Delighted at the prospect of finally having posts of my ‘Travel’ section of my blog, I have split my Prague posts into 3; the first (this one) being my own tips for the city, the second being all about food and the third being a general storytime of my own schenanigans in the city.
I’m aiming to keep this short and sweet with just three top tips to keep in mind when visiting Prague.
Getting Around Prague
Assuming that you are arriving into Prague via plane, you will likely find yourself at Václav Havel Airport, approximately 15km outside the centre of the city. Getting in to the city centre is super easy and transport very cheap (at least compared to London – but then most places are!) I was visiting for 5 days so purchased a 3 day ticket for 310 CZK (£10.70), then once this had expired, a 24 hour ticket for 110 CZK (£3.80).
There are other options available for tickets including one for 30 minutes of travel and one for 90 minutes of travel. Tickets are valid on trains, trams and buses and are the same for all means of transport. You can easily purchase them from information points and vending machines at stations, using coins or cash and following the on screen directions. (It’s really easy even if you do not speak Czech!) Tickets can also be purchased, rather obscurely, in tobacco shops.
You must buy a ticket before travelling – whilst you do not need one to pass through any turnstile system like in other cities before boarding a train, tickets are subject to random checks by transport workers. Before you use the transport, be sure to validate your ticket. You can do this on little yellow machines, located on trams and buses or by the escalators if taking the train.

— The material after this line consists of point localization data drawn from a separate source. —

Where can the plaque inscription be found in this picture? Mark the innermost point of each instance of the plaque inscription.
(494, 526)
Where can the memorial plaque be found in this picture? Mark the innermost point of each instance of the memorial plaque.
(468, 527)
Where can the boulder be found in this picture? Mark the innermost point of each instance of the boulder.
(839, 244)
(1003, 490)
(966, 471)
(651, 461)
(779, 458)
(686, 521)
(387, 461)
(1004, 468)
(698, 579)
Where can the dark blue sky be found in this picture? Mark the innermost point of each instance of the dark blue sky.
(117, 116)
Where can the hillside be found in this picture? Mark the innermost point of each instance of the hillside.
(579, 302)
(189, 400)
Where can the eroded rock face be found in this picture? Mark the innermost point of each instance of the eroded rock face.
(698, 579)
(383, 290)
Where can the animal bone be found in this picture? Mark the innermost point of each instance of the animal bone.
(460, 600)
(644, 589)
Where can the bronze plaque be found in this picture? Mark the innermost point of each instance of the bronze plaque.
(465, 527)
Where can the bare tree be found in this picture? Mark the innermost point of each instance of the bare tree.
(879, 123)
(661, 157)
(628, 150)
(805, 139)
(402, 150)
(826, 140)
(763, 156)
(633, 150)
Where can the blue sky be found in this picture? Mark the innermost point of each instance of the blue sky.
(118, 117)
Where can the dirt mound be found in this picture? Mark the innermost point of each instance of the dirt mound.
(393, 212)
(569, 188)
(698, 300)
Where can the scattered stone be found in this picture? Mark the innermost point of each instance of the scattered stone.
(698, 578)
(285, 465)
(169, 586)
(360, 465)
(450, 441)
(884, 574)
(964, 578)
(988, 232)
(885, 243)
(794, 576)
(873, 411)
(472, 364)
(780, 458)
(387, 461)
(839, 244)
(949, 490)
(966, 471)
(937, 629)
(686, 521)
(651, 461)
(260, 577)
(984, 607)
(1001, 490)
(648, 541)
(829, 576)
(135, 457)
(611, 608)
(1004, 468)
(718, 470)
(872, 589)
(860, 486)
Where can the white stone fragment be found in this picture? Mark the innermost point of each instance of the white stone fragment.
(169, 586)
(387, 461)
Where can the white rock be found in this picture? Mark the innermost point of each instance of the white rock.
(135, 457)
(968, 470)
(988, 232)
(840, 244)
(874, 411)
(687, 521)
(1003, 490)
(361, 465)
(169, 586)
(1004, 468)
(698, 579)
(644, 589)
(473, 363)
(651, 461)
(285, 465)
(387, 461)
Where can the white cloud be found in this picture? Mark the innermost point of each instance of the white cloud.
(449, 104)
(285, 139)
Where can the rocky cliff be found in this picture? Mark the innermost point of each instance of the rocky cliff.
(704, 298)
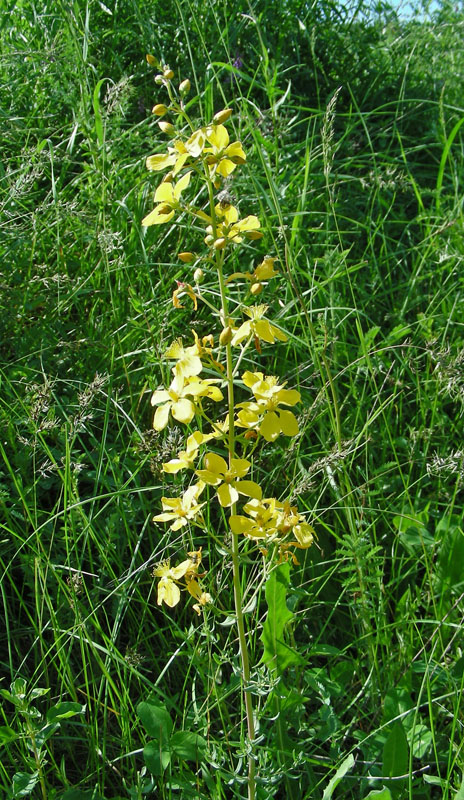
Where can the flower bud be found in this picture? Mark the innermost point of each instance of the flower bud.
(160, 110)
(226, 336)
(187, 258)
(167, 127)
(222, 116)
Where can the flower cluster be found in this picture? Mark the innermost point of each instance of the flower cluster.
(218, 450)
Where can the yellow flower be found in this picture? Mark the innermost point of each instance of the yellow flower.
(167, 196)
(175, 400)
(264, 416)
(224, 157)
(181, 509)
(168, 591)
(218, 473)
(259, 327)
(231, 228)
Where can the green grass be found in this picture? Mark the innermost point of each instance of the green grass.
(352, 128)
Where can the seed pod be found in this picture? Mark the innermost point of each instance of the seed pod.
(225, 336)
(187, 258)
(167, 127)
(159, 110)
(222, 116)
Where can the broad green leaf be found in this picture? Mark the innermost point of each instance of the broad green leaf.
(156, 720)
(396, 753)
(188, 746)
(64, 711)
(24, 783)
(379, 794)
(156, 758)
(450, 535)
(277, 653)
(420, 740)
(344, 767)
(7, 734)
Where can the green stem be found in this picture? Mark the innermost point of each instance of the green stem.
(244, 658)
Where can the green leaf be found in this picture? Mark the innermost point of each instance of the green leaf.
(156, 720)
(344, 767)
(396, 753)
(277, 653)
(451, 538)
(64, 711)
(7, 734)
(23, 783)
(379, 794)
(188, 746)
(420, 740)
(156, 758)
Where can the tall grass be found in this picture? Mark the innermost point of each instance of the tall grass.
(352, 122)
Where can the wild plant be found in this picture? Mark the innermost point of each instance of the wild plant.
(226, 435)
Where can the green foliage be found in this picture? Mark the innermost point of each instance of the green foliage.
(363, 204)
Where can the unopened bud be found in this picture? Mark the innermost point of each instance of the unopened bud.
(225, 336)
(160, 110)
(222, 116)
(167, 127)
(187, 258)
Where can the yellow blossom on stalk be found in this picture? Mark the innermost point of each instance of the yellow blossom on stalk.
(176, 400)
(258, 326)
(168, 591)
(223, 157)
(227, 478)
(231, 229)
(264, 416)
(181, 510)
(185, 458)
(272, 520)
(167, 196)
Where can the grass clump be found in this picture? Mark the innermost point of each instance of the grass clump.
(351, 124)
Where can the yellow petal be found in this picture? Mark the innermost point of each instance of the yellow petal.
(161, 417)
(183, 410)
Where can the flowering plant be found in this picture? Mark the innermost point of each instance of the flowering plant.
(219, 452)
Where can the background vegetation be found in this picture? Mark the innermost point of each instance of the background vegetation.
(351, 119)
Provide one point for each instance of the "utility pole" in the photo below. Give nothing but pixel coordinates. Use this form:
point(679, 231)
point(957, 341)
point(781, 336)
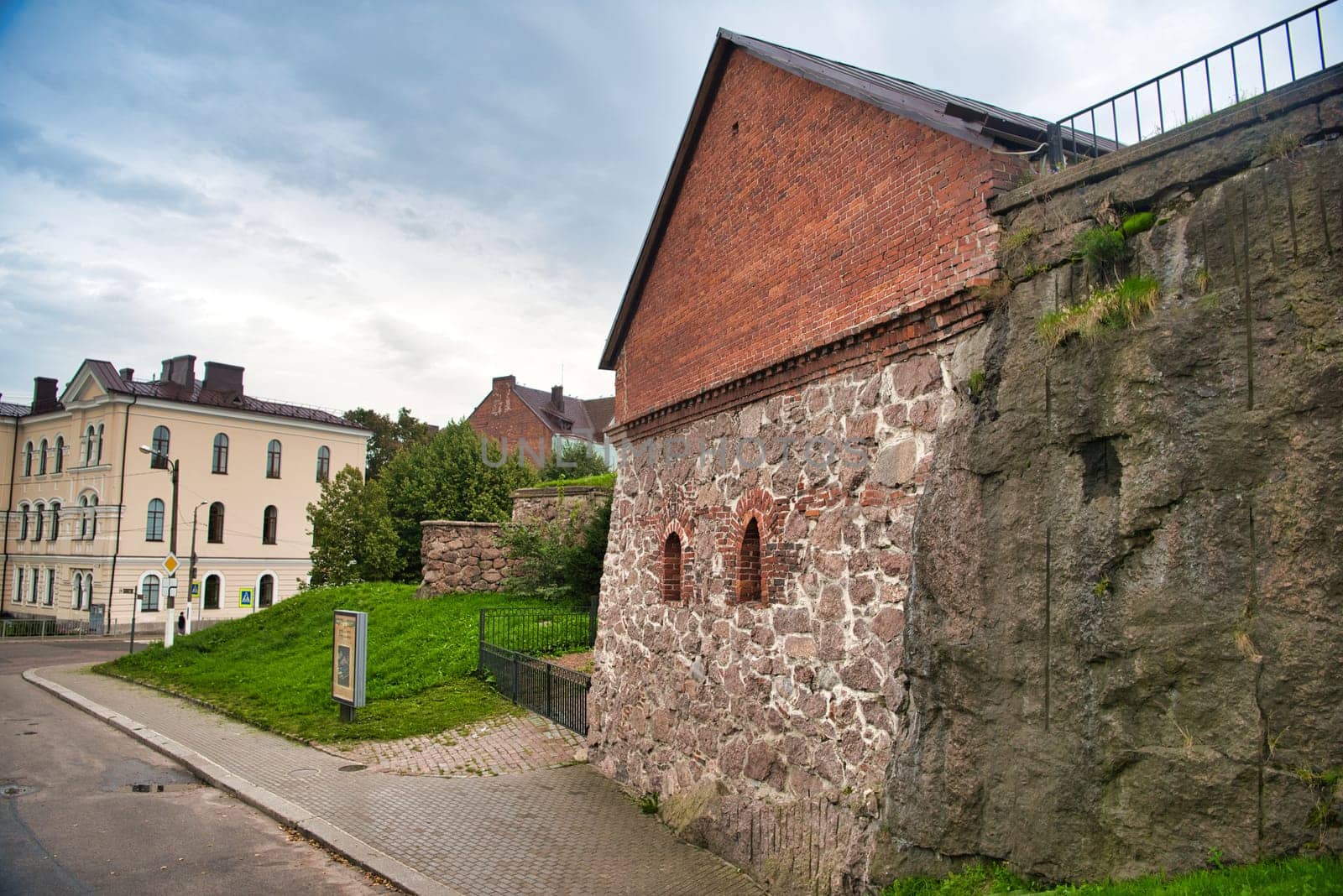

On my visit to Prague, my ticket was checked once on a late night tram where a girl got thrown off because she did not have a ticket, once on a packed airport bus (to catch out tourists trying to be sly) and there were no checks for us on the trains.
MAIN TIP: Just buy a ticket. They are cheap enough and a lot better than any fines.
If you are travelling on a budget like I was, you will probably have in place your own spending system for your travels. If your card provider charges you for using your card overseas, withdrawing some cash at the start of the trip can save you a lot in fees, as this way you will only pay once, instead of on each transaction.
When I visited Prague, I did not have an account with Starling – or another provider that does not charge fees. Arriving in Prague, I went to the cash point in the airport as I needed to get some currency right away.
A quick Google advised me that £160 was about 4800 Czech Kourna, so I put in the machine I wanted 4000CZK to make sure I wouldn’t overspend with whatever commission I would be charged. The machine told me if I went with the ‘guaranteed’ and undoubtedly fabulous rates, I would get my 4000CZK for £166.
On the other side of the split screen, there was an option to take 4000CZK without the conversion, dauntingly sitting alone on that side of the screen, not looking like it wanted to be selected. I went with this option anyway after figuring the cash with the conversion seemed to be an extortionate rate. When I checked my bank, right after the withdrawal, I got 4000CZK for just £138, which is as close to commission free you can get in an airport.
MAIN TIP: Get cash out of the cash machine and always use the ‘without the conversion’ option.
What to wear in Prague
I am definitely not a fashion blogger in any sense of the word (despite my fashion journalism degree), but I would definitely recommend taking rubber soled shoes with you with a decent tread.
Prague is an extremely slippery city, especially in the wet. When I visited Prague, it rained for a big chunk of my time in the city. I opted for some thick soled ballet flats from Carvela and a pair of casual shoes from Ugg and I managed not to slip at all.
MAIN TIP: It goes without saying, but make sure to check the weather before you travel. It had been 25°C the day before we arrived and was meant to be the same once we left but for the time we were there the temperature hovered between 4°C and 10°C!
Have you visited Prague? What unusual things would you like people to know about the city?